When gas prices started hovering at $4 a gallon, many people in the market for a new ride were stopped in their tracks at what it costs to feed the H3, the smallest of the Hummers. Try about $92 to fill the 23-gallon tank.

But selling a 20th century vehicle stuck in a 21st century ditch of hard times is easy, Catanzaro said, with the confidence only a successful car dealer can project. Perhaps, however, it's the cheaper price.

"We market the Hummer for what it truly is," he said. "A great, safe, all around off-road vehicle with gas mileage better than what the consumer thinks."

Officially, the H3 gets 19 miles a gallon on the highway. Catanzaro said people still are thinking of the H1, which is out of production and only scored about 9 mpg.

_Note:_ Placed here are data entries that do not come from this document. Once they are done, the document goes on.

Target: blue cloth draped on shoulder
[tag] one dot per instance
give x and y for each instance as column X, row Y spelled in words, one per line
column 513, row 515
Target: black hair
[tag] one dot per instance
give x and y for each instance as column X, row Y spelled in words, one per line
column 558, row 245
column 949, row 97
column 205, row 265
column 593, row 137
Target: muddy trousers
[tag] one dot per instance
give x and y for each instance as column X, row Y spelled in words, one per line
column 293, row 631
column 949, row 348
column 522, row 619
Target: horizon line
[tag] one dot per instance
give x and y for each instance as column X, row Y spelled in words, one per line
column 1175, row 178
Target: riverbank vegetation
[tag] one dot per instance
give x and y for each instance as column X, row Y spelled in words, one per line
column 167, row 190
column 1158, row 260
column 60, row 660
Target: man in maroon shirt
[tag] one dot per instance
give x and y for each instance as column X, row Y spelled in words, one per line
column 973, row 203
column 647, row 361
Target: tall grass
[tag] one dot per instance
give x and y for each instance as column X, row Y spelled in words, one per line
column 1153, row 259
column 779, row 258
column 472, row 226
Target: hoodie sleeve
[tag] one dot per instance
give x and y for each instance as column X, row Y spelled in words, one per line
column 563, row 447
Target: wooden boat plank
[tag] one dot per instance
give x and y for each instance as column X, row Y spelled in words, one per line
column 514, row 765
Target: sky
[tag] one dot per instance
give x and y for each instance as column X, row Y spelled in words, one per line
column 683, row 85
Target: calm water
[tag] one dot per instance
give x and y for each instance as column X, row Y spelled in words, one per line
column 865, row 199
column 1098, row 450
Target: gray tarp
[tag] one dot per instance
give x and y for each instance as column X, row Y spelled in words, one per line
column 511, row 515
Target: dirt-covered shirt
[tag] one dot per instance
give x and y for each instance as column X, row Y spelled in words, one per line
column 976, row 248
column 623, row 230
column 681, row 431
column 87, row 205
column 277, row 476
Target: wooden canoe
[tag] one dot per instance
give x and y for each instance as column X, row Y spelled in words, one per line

Another misconception is the Hummer is an expensive luxury vehicle, the dealer said. Ramp has lowered the price, knocking on average $11,000 off a fully loaded H3, shrinking the total cost to about $27,000.

It's working, Catanzaro said. Bucking the national trend, in August Ramp met its GM quota to sell 16 Hummers. August 2007 to August 2008 Ramp's H3 sales were up 3.5 percent, he said. But the larger H2, on which Ramp is cutting the price by $15,000, was off 13 percent.

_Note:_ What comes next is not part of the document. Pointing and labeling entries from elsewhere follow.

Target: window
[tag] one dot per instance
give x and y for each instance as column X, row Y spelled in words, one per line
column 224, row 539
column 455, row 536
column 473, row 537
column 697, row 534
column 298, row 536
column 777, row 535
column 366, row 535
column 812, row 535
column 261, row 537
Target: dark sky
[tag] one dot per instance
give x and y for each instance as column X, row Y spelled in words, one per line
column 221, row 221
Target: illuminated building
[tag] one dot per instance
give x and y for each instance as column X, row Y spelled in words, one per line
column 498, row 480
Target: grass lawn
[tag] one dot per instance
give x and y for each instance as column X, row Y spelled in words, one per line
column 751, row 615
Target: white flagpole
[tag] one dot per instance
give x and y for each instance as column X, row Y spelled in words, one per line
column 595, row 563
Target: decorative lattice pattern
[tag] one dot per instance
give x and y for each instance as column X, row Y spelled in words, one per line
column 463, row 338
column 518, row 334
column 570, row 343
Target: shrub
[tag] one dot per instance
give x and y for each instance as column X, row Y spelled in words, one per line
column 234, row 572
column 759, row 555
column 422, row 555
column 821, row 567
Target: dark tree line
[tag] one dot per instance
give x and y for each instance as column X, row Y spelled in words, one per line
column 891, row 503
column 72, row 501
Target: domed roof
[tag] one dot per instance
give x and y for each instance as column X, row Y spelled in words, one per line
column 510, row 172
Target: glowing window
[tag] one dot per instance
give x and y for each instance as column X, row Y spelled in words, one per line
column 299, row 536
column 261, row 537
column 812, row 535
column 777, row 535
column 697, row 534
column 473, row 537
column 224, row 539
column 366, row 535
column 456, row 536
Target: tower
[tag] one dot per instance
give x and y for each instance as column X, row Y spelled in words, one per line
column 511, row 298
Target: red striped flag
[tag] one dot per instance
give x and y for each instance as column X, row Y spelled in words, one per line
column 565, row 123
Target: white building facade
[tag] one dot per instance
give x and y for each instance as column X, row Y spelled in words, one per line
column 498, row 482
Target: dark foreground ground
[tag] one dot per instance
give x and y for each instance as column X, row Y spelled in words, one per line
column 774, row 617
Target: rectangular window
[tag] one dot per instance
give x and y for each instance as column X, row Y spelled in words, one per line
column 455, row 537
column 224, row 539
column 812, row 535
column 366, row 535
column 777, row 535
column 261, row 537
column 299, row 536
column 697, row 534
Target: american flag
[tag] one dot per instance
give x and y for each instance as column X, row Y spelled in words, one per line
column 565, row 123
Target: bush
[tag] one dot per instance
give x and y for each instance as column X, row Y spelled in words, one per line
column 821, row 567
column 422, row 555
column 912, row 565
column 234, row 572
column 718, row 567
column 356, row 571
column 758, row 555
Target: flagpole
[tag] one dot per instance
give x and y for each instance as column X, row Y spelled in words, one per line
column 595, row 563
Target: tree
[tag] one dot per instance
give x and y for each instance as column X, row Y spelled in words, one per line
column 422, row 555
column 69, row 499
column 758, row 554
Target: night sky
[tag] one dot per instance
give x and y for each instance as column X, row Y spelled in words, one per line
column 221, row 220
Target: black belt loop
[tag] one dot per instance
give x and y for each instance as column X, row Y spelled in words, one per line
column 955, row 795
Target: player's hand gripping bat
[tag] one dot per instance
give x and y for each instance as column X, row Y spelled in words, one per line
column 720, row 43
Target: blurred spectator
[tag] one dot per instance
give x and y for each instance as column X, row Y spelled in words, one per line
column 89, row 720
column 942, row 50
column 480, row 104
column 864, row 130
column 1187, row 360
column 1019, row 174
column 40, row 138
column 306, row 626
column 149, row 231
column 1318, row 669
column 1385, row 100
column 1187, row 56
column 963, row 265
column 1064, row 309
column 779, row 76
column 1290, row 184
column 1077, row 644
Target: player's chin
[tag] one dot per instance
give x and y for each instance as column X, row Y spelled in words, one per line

The Hummer aficionado comes from all income groups, including a man who works for a landscaper and makes $30,000 a year, Catanzaro said.

"It's a status thing," he said. "He wants to show people he's made it."

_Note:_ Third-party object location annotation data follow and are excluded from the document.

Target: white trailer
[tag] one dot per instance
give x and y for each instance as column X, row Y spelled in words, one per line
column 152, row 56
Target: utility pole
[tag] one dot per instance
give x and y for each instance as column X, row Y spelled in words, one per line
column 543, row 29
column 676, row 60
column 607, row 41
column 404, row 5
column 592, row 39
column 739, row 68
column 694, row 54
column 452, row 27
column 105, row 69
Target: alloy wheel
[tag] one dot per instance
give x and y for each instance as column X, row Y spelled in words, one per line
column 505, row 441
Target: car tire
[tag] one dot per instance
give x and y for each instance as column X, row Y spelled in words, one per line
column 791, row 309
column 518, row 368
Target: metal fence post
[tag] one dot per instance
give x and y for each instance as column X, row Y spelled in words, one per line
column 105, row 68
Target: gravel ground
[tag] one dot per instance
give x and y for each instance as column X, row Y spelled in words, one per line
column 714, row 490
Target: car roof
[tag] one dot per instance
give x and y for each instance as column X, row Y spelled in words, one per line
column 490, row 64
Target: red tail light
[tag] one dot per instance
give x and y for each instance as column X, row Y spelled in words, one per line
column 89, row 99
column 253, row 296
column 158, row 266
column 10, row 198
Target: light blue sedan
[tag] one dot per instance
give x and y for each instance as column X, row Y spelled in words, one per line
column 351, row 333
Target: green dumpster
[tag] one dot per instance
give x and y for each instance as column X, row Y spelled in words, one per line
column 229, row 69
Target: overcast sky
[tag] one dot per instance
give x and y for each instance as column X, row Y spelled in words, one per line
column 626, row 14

Oakdale's Bob Marascia said status has nothing to do with his love affair with the Hummer. He was trading in his 2007 H3 for a new one to give to his daughter Alyssa for her first year in college.

He likes the deal Ramp gave him.

"I'm driving off with a new vehicle and paying $50 a month less than I did for the old one," he said.

Safety is an issue for his 18-year-old, too.

"She'll be safe, unless she's involved with a tractor trailer," he said.

Sayville contractor Dave Bruno said his Hummer is a good work truck.

"It's at every site covered in mud," he said.

But he did dispute the mileage Hummer posts.

"I get nothing," Bruno said. "I'm going to tie it to a horse."

However, he likes driving his H3.

You can see why, if you take one for a spin. The gray, fully loaded H3 leaving the Ramp lot drove like any other new $40,000 luxury vehicle, which means it was like driving your couch. There was no sense of operating an armored personnel carrier.

Which was a disappointment. If you're going to drive a Hummer, you at least want to get the feeling you're one dangerous dude, an All-American road warrior, right?

Tooling up Jericho Turnpike the Hummer handled easily with a healthy response when you punched the accelerator. Cutting up a side street, two boys hanging around a basketball hoop looked up and stopped playing, all eyes as the Hummer stole past.

Were they admiring one cool American vehicle? Or seeing a ghost?